The Freyne Library Opened by the ProvostPrestigious multidisciplinary book collection on Galilee in the first century CE donated to the Department of Religions and Theology

28 May 2014

A unique specialist library of biblical, archaeological and socio-historical studies on the Greco-Roman world, Jewish Hellenism and the Roman Near East has come to Trinity College Dublin.

The Freyne Library, donated by the family of Seán Freyne (1935-2013), founding Professor of Theology in the original School of Hebrew, Biblical and Theological Studies, was officially opened by the Provost of Trinity, Dr Patrick Prendergast.

Its collection of 3,000 books offers multiple avenues to the region with which Professor Freyne’s international reputation is associated: Galilee as a context for the ministry of Jesus and for the emergence of the early Jesus movement.

Professor Freyne, who served Trinity for almost thirty years, established the first non-denominational setting for the study of the Bible and theology within the humanities at an Irish university. The Department of Religions and Theology is privileged to house this library in fulfilment of Professor Freyne’s wish that it be made available to scholars in his memory.

Speaking at the opening, the Provost warmly welcomed the bequest. He pointed out the decidedly pluralist approach Professor Freyne brought to the exploration of the Bible and its histories of reception: “Seán was pluralist in his interests, in his interdisciplinary approach, in his travels, in his openness to other cultures, and in his commitment to disseminating discourse outside the university.” As a “creative, courageous and independent thinker” he contributed to religious and cultural debate in the Irish public sphere. The Provost equally highlighted his capacity to create innovative academic institutions: he was “an immensely gifted director, manager, administrator, fundraiser, motivator,” providing the basis for teaching and research in Jewish and in Islamic Studies also through his instrumental role in creating Trinity’s government-funded Centre for Mediterranean and Near Eastern Studies, of which he was director.  His legacy is carried on in the Department of Religions and Theology and in the Department of Near and Middle Eastern Studies.
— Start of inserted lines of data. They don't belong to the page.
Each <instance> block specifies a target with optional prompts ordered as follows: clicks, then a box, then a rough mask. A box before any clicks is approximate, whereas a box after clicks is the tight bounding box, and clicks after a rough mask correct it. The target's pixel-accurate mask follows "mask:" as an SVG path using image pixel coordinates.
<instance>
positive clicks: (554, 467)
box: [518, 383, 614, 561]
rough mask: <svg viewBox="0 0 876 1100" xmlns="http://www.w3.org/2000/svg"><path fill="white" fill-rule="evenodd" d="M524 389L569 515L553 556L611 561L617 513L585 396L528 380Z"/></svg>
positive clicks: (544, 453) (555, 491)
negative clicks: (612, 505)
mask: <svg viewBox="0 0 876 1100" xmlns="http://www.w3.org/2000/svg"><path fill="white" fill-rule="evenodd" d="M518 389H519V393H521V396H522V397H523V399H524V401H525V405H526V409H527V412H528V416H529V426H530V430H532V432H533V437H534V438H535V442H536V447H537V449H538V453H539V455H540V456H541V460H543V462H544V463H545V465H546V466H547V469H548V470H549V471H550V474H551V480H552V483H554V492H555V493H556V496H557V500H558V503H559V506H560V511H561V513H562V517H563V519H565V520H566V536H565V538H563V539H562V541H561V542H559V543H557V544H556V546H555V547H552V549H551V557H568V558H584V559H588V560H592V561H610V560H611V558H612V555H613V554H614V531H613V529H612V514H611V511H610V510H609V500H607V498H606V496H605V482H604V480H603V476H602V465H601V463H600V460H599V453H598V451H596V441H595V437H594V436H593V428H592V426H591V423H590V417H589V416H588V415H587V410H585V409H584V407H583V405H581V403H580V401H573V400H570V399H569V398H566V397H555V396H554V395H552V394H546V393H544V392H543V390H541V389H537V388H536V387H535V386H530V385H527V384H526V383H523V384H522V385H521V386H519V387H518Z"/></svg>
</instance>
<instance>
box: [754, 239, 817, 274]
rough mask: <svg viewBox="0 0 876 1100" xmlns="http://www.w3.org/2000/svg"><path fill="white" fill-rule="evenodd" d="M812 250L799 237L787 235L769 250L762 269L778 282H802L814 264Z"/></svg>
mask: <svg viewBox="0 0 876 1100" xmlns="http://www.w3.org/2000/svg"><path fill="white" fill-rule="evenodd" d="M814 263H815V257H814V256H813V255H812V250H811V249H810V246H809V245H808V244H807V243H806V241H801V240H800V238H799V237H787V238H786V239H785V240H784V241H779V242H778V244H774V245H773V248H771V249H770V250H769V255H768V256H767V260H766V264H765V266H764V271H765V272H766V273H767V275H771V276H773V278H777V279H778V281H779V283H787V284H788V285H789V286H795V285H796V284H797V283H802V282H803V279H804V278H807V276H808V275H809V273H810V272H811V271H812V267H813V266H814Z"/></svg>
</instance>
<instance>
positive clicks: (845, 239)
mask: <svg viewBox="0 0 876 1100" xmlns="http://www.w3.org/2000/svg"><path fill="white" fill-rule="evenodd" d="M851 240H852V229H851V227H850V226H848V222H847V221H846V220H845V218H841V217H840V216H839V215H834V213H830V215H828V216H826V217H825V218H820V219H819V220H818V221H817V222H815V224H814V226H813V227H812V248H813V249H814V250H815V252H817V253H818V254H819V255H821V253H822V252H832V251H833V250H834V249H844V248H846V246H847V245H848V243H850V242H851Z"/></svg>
At the same event, Professor Freyne’s final book, The Jesus Movement. Meaning and Mission, was also launched by Erasmus Smith’s Professor of Hebrew (emeritus) Andrew Mayes who took the cover mosaic of fishes, a wine jug and a breadloaf as illustrating how “thoroughly grounded in the realia of the lives of ordinary people” Seán was. “He loved the rural” and “closely identified with Galilee and Galileans... it is the real lives of Galilean Jews he is concerned with, and it is only someone like Seán who could give us this account, a significant contribution to current academic scholarship.”

 

At the Freyne Library launch: Dr Gail Grossman Freyne signing the Visitors' Book, with daughters Sarah and Bridget and their husbands looking at the Storyboard and photo of Prof Seán Freyne

 

Dr Margaret Daly-Denton, Professor Freyne’s previous doctoral student and colleague to whom the family had entrusted the task of fulfilling his wishes, led the large gathering through the two launches, which began with a choral piece composed by Oliver Hynes for the occasion, sung by the College Chapel Choir.

Calligrapher Tim O’Neill designed the logo of The Freyne Library which gives access to sources from which our modern cultural self-understandings developed: the encounters, conflicts and transformations between the cultures of the Ancient Near East, of Greece and Rome, and the different traditions of biblical monotheism. A biennial Seán Freyne Memorial Lecture will explore their ongoing interaction.